Major countries producing and consuming the product (if possible, the share of production or consumption should be mentioned)
According to reports in 2004, about 22.5 million tons of various types of ferroalloys were produced in the world. China, South Africa, Ukraine, Kazakhstan and Norway produced a total of 17.2 million tons of ferroalloys (ranked first to fifth) 76%. They have taken over the world from the production of ferroalloys.

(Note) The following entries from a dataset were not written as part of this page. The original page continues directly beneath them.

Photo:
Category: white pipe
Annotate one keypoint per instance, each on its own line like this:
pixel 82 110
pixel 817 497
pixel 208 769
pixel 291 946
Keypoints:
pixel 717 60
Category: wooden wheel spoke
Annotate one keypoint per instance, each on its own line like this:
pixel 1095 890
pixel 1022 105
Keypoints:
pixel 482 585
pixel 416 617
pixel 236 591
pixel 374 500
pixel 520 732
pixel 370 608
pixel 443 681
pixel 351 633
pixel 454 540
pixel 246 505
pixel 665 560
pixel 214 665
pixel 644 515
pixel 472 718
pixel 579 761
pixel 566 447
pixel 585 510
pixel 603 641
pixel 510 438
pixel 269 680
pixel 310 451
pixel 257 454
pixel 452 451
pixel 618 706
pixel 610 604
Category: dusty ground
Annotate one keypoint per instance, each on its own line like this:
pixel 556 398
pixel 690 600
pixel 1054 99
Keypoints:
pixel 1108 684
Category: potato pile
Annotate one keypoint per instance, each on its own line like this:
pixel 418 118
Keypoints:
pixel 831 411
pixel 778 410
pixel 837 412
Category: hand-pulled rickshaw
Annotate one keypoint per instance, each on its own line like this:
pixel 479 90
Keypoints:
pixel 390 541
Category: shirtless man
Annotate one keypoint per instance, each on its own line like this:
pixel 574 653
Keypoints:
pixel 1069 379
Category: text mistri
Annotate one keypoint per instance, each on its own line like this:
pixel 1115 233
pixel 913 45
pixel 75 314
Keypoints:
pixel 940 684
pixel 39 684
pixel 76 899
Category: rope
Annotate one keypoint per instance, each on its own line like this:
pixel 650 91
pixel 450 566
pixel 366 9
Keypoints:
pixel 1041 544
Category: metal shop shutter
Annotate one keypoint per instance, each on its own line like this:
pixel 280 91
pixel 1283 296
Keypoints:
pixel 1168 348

China alone accounted for more than 8.65 million tons of ferroalloys in 2004, accounting for about 38 percent of global ferroalloys production, and Iran's share of ferroalloys production in the same year (2004) was less than half a percent of world production. Ferrosilicon production in the industrialized countries of the world depends primarily on the cost of electricity generation in those countries. For example, ferrosilicon production in Norway is higher than in the United States. Germany supplies ferrosilicon from Norway.